Gunstbezeigungen, Gnadenbeweise, Macht, Ehren müssen in uns ebenso wol Besorgniss, ein beklemmendes Gefühl, erzeugen, als Schande, Entehrung, Beschämung, Zurücksetzung.
Hohe Würden, hoher Stand muss uns ebenso belästigen und betrüben, wie das Gefühl, dass wir überhaupt einen Körper haben.
Wie kann man wol behaupten, dass Gunstbezeigungen u. s. w. ebenso sehr wie Zurücksetzung u. s. w. das Gefühl der Besorgniss und Beklemmung in uns erregen müssen?
Weil Gunstbezeigungen, Gnadenbeweise, Macht, Ehren irdische Güter sind, daher vergänglich und ungewiss, deshalb kann man mit Recht sagen, dass jene, die Gunstbezeigungen u. s. w., ebenso wol Besorgniss, ein beklemmendes Gefühl in uns erregen müssen, wie die Zurücksetzung u. dgl.

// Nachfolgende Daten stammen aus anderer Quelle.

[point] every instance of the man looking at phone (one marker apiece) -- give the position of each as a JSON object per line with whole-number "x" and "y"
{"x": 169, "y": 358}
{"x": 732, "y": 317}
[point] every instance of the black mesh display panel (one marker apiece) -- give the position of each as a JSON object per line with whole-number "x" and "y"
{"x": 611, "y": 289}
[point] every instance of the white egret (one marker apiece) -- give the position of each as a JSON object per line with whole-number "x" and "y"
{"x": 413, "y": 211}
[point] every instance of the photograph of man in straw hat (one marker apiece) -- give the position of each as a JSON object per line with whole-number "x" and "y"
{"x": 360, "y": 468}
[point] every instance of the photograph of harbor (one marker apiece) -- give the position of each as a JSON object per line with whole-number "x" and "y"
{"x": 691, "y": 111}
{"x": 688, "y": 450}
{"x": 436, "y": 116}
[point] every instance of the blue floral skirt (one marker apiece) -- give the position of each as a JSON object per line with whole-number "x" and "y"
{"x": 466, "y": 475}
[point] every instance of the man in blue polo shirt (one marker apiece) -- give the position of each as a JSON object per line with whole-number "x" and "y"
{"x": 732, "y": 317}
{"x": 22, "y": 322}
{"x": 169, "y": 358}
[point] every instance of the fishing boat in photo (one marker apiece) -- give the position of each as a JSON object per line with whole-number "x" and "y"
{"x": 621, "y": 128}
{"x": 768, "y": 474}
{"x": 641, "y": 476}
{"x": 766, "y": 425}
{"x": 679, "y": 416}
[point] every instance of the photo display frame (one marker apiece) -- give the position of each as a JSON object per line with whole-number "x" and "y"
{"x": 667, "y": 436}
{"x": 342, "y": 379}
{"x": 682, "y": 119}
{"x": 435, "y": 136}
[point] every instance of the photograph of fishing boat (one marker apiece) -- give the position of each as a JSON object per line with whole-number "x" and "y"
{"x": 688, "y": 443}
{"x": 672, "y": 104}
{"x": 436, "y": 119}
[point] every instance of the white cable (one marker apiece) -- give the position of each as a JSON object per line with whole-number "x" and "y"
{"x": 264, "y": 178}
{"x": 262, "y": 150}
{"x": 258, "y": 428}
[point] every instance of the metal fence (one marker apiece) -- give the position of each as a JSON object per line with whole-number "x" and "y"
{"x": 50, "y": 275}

Wie kann man behaupten, hoher Stand, hohe Würde müsse uns ebenso belästigen und betrüben, wie das Gefühl, dass wir überhaupt einen Körper haben?

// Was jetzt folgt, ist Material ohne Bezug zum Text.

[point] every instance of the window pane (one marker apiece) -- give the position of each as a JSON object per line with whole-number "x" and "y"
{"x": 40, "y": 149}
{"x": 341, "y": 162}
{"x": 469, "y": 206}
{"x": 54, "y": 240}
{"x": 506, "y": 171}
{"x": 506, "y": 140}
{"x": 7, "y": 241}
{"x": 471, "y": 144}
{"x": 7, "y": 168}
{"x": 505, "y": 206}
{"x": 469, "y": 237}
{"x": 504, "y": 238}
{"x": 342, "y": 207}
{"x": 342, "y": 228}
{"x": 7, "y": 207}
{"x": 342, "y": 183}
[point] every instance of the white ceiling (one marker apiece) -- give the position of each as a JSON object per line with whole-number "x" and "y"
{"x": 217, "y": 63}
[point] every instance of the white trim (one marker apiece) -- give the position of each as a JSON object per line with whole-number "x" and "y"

Weil all unser Gram, unsere Sorge, unsere Betrübniss nur daraus entspringt, dass wir überhaupt einen Körper haben; wenn wir keinen Körper besässen, hätten wir dann irgendwelche Sorge oder Betrübniss?

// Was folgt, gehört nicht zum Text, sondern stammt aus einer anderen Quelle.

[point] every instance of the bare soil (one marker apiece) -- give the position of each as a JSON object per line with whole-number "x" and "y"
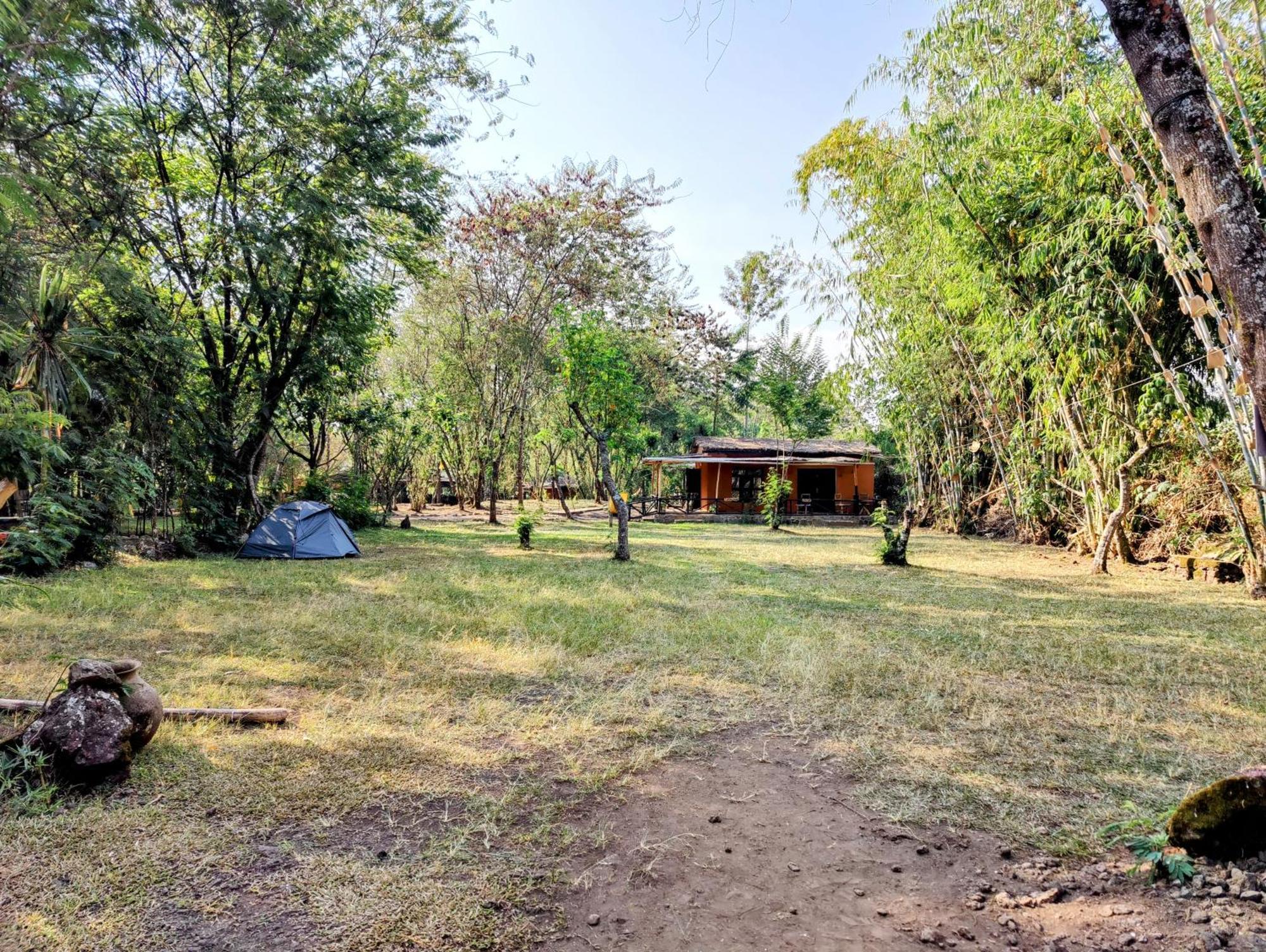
{"x": 759, "y": 845}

Darum, wer einen Werth darein setzt, dass er irdischer Natur ist, dem gebe man das Irdische!
Wer Gefallen daran findet, dass er ein Weltkind ist, dem gebe man das Weltliche!
»Gnade und Ungnade ist wie ein Fürchten; Hoheit so grosse Plage wie der Körper«.
Was heisst: Gnade und Ungnade ist wie ein Fürchten? Gnade erniedriget: sie erlangen ist wie ein Fürchten, sie verlieren ist wie ein Fürchten. Das heisst: Gnade und Ungnade ist wie ein Fürchten. — Was heisst: Hoheit ist so grosse Plage wie der Körper? Wir haben deshalb grosse Plagen, weil wir den Körper haben. Sind wir erst ohne Körper, welche Plage haben wir? Drum wer an Hoheit dem Körper das Reich gleichachtet, dem kann man das Reich anheimstellen; wer an Liebe dem Körper das Reich gleichachtet, dem kann man das Reich anvertrauen.
Abscheu vor Beschämung
Gnade ist beschämend durch die Furcht.
Ehre ist ein großes Übel durch das Ich.
[Was heißt das: „Gnade ist beschämend durch die Furcht?“
Gnade ist etwas Erniedrigendes;
bekommt man sie, so muß man sich wie fürchten,
verliert man sie, so muß man sich wie fürchten.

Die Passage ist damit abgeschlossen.